Kalimantan Post - Aspirasi Nusantara
Baca Koran
Space Iklan
Space Iklan
Iklan Utama
TRI BANJAR

Pemerhati ULM: Anak Putus Sekolah Bukan Sekadar Angka, tapi Potret Masa Depan Suram

×

Pemerhati ULM: Anak Putus Sekolah Bukan Sekadar Angka, tapi Potret Masa Depan Suram

Sebarkan artikel ini
IMG 20250718 105303
Dr. Nina Permata Sari, S.Psi., M.Pd.

BANJARMASIN, Kalimantanpost.com – Kota Banjarmasin menyimpan fakta kelam di balik gemerlap lampu kota dan geliat pembangunan. Ribuan anak terpaksa meninggalkan bangku sekolah. Ironisnya, jumlah ini bisa lebih besar dari yang tercatat secara resmi.

Data dari Dinas Pendidikan menyebutkan ada sekitar 1.900 hingga 2.000 anak yang sudah teridentifikasi sebagai putus sekolah. Namun, angka gelapnya diperkirakan bisa mencapai 7.000 anak lebih karena banyak yang tidak terlapor dan luput dari pendataan, baik di tingkat kota maupun provinsi.

Kalimantan Post

Pemandangan anak-anak yang tidak bersekolah mudah ditemukan di Banjarmasin. Mereka terlihat di perempatan lampu merah, beraksi sebagai manusia silver, mengamen, atau mengemis. Ini bukan hanya tentang ekonomi, tapi juga tentang hak anak yang direnggut sejak dini.

Pemerhati pendidikan dari Universitas Lambung Mangkurat (ULM), Dr. Nina Permata Sari, S.Psi., M.Pd., angkat bicara. Ia menyebut, kondisi ini sudah masuk kategori darurat pendidikan dan menuntut aksi nyata dari seluruh pihak, terutama pemerintah dan masyarakat sekitar.
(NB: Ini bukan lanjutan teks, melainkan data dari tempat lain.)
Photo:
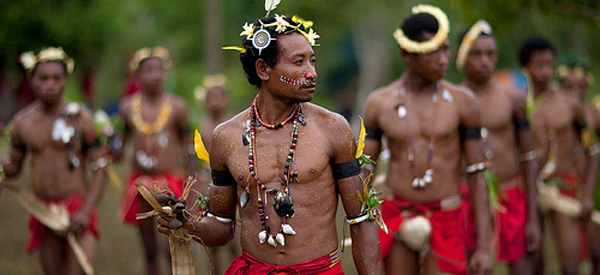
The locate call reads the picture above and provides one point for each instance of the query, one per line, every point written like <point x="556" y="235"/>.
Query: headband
<point x="432" y="44"/>
<point x="145" y="53"/>
<point x="481" y="27"/>
<point x="29" y="60"/>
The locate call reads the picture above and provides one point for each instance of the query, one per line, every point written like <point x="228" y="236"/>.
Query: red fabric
<point x="446" y="242"/>
<point x="246" y="264"/>
<point x="131" y="205"/>
<point x="38" y="230"/>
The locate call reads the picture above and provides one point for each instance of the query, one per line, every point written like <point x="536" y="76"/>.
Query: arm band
<point x="222" y="178"/>
<point x="219" y="218"/>
<point x="475" y="168"/>
<point x="375" y="134"/>
<point x="19" y="147"/>
<point x="346" y="169"/>
<point x="522" y="125"/>
<point x="528" y="156"/>
<point x="469" y="133"/>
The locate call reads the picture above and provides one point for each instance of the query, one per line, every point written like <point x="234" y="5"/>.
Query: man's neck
<point x="271" y="109"/>
<point x="416" y="83"/>
<point x="478" y="87"/>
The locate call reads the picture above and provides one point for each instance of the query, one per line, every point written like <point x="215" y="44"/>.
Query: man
<point x="429" y="125"/>
<point x="156" y="121"/>
<point x="287" y="221"/>
<point x="574" y="80"/>
<point x="505" y="129"/>
<point x="558" y="125"/>
<point x="60" y="138"/>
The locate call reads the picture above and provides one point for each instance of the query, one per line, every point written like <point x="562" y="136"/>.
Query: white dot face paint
<point x="292" y="81"/>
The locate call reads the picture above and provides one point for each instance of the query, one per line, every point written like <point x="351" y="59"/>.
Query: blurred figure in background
<point x="156" y="122"/>
<point x="60" y="138"/>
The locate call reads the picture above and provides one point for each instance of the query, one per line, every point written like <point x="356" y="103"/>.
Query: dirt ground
<point x="119" y="250"/>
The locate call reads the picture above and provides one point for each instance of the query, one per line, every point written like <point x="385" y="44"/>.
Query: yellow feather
<point x="361" y="139"/>
<point x="200" y="149"/>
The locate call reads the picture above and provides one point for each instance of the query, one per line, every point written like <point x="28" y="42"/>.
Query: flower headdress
<point x="29" y="60"/>
<point x="261" y="38"/>
<point x="145" y="53"/>
<point x="481" y="27"/>
<point x="432" y="44"/>
<point x="564" y="71"/>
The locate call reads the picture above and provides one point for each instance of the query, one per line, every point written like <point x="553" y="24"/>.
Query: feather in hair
<point x="271" y="5"/>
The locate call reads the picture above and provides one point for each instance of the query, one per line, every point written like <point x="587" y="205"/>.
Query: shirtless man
<point x="279" y="149"/>
<point x="429" y="125"/>
<point x="157" y="123"/>
<point x="558" y="125"/>
<point x="505" y="129"/>
<point x="574" y="80"/>
<point x="60" y="138"/>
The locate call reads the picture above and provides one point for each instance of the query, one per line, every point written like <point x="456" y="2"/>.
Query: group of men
<point x="464" y="168"/>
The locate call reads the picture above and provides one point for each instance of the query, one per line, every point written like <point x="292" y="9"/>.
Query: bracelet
<point x="476" y="167"/>
<point x="99" y="164"/>
<point x="219" y="218"/>
<point x="528" y="156"/>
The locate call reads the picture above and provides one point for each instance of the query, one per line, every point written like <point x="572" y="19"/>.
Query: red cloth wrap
<point x="132" y="200"/>
<point x="445" y="242"/>
<point x="510" y="225"/>
<point x="246" y="264"/>
<point x="38" y="230"/>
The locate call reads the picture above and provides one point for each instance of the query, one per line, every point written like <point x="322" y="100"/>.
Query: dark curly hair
<point x="414" y="26"/>
<point x="532" y="45"/>
<point x="269" y="54"/>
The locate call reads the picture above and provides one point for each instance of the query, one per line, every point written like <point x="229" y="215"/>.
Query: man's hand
<point x="79" y="222"/>
<point x="481" y="263"/>
<point x="533" y="235"/>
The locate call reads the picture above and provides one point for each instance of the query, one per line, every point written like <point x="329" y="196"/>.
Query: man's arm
<point x="473" y="150"/>
<point x="93" y="152"/>
<point x="365" y="243"/>
<point x="528" y="160"/>
<point x="217" y="227"/>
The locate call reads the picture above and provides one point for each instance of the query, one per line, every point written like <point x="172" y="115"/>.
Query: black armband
<point x="469" y="133"/>
<point x="375" y="134"/>
<point x="222" y="178"/>
<point x="346" y="169"/>
<point x="19" y="147"/>
<point x="522" y="125"/>
<point x="579" y="126"/>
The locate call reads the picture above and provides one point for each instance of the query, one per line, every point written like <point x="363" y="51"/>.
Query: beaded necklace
<point x="283" y="201"/>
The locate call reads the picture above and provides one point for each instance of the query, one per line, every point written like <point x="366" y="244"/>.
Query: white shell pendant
<point x="244" y="198"/>
<point x="262" y="236"/>
<point x="271" y="240"/>
<point x="402" y="111"/>
<point x="280" y="239"/>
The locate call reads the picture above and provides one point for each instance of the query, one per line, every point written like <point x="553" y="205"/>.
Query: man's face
<point x="294" y="75"/>
<point x="481" y="60"/>
<point x="541" y="66"/>
<point x="48" y="81"/>
<point x="152" y="74"/>
<point x="432" y="66"/>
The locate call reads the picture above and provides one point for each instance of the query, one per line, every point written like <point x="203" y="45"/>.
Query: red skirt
<point x="38" y="230"/>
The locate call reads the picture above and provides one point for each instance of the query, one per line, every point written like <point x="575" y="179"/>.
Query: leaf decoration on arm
<point x="271" y="5"/>
<point x="200" y="149"/>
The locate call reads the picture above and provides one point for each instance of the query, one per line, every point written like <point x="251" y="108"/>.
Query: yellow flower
<point x="248" y="30"/>
<point x="200" y="149"/>
<point x="361" y="139"/>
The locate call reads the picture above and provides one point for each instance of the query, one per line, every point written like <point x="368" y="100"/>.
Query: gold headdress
<point x="475" y="31"/>
<point x="564" y="71"/>
<point x="29" y="60"/>
<point x="261" y="38"/>
<point x="432" y="44"/>
<point x="145" y="53"/>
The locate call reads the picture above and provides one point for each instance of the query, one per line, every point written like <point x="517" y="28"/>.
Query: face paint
<point x="291" y="81"/>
“Ini masalah serius. Tidak cukup hanya dibebankan ke pemerintah, tapi juga perlu keterlibatan semua pihak, termasuk keluarga dan masyarakat sekitar. Banyak anak yang akhirnya berhenti sekolah karena faktor ekonomi dan lingkungan yang tidak mendukung,” ujarnya, Kamis (17/7/2025).

Padahal, lanjutnya, pemerintah telah banyak membuka akses pendidikan gratis. Namun fakta di lapangan menunjukkan, sebagian besar anak harus membantu orang tua bertani, menjadi tulang punggung keluarga sejak kecil, hingga melewatkan masa-masa emas belajar.
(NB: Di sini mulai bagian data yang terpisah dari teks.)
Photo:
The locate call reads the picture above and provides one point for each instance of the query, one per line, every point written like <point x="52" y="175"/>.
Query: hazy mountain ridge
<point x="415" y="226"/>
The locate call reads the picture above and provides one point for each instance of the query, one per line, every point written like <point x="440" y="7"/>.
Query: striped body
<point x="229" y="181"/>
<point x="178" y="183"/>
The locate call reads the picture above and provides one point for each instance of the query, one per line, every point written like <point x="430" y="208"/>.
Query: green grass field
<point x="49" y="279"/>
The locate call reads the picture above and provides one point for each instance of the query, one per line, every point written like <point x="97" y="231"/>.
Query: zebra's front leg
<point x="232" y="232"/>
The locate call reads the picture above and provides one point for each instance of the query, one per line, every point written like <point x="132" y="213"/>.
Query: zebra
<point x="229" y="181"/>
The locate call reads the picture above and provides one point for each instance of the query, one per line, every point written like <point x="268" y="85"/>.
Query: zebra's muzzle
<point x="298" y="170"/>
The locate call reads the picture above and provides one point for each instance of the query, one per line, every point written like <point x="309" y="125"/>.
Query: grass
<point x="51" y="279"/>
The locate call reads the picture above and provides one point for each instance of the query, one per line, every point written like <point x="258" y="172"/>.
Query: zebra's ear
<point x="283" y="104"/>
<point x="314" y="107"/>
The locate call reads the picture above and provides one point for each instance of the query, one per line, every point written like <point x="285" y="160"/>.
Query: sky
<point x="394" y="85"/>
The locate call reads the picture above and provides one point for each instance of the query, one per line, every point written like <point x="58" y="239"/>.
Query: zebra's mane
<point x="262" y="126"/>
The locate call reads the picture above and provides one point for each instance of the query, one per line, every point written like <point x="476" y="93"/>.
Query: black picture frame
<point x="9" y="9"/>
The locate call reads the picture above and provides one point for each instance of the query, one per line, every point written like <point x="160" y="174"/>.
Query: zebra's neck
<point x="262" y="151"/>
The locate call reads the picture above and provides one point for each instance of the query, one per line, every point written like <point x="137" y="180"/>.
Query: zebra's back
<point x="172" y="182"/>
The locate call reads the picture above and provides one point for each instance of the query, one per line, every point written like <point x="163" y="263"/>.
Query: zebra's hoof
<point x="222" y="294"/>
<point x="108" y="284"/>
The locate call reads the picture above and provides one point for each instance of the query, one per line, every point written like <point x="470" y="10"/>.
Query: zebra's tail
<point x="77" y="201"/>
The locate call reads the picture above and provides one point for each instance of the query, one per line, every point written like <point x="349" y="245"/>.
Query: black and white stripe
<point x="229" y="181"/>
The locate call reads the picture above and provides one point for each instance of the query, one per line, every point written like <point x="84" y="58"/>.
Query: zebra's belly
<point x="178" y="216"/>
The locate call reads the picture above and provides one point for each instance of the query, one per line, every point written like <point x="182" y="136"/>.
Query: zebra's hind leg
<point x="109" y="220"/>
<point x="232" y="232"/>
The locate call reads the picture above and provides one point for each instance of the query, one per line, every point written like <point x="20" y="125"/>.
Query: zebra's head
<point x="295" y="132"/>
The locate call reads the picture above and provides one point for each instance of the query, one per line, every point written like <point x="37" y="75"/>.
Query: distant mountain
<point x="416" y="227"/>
“Saat musim tanam atau panen, banyak anak yang absen berminggu-minggu tanpa keterangan. Mereka ketinggalan pelajaran dan akhirnya sulit mengejar ketertinggalan. Tanpa sistem pengawasan, mereka bisa benar-benar hilang dari sekolah,” tegasnya.

Nina menekankan pentingnya pengawasan berlapis dari tingkat RT hingga pemerintah kota. Ia menilai sudah saatnya Dinas Pendidikan memiliki tim khusus yang turun ke lapangan, melakukan pendataan dan pengecekan langsung ke rumah-rumah.

“Kalau di satu rumah ada tiga anak usia sekolah, tapi tak satu pun bersekolah, itu alarm keras bagi semua pihak! Jangan sampai mereka terlambat diselamatkan,” katanya lantang.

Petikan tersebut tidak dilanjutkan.